04/30/2021 | 05:29pm EDT

Item 1.01 Entry into a Material Definitive Agreement

Indenture and Notes

The Notes were issued pursuant to an Indenture, dated April 30, 2021 (the "Indenture"), between us and U.S. Bank National Association, as trustee ("Trustee"). The Notes are our unsecured, unsubordinated obligations. The Notes will not bear regular interest, and the principal amount of the notes will not accrete. The Notes mature on May 1, 2027 unless repurchased, redeemed, or converted in accordance with their terms prior to such date.

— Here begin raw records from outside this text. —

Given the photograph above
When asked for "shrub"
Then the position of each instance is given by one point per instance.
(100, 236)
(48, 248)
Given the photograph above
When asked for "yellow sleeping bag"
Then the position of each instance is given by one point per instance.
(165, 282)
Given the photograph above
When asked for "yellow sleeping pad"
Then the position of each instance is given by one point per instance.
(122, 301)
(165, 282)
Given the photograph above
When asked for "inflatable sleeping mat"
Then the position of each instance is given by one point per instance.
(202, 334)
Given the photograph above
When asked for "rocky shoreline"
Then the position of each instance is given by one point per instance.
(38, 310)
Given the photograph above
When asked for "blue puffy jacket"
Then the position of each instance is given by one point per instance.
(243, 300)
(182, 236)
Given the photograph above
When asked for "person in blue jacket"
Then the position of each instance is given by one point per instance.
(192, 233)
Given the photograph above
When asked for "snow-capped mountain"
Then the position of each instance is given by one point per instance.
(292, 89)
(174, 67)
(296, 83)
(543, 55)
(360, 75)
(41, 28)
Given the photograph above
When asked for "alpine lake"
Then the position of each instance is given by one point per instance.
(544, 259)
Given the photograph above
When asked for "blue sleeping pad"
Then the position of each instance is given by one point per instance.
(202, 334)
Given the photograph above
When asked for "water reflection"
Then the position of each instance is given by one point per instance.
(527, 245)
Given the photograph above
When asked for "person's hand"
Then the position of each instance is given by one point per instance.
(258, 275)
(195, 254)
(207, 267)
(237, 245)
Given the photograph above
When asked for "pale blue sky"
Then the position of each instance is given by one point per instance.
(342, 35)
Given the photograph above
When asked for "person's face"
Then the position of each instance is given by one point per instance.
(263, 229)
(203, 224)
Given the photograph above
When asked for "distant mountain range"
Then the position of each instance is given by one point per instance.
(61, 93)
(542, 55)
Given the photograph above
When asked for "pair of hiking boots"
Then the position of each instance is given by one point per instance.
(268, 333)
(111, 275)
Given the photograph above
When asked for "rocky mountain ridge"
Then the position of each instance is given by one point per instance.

We may redeem for cash all or any portion of the Notes, at our option, on or after May 5, 2024 if the last reported sale price of our Class A common stock has been at least 130% of the conversion price then in effect for at least 20 trading days (whether or not consecutive), including the trading day immediately preceding the date on which we provide notice of redemption, during any 30 consecutive trading day period ending on, and including, the trading day immediately preceding the date on which we provide notice of redemption at a redemption price equal to 100% of the principal amount of the notes to be redeemed, plus accrued and unpaid special interest or additional interest, if any, to, but excluding, the redemption date. No sinking fund is provided for the Notes, which means that we are not required to redeem or retire the Notes periodically.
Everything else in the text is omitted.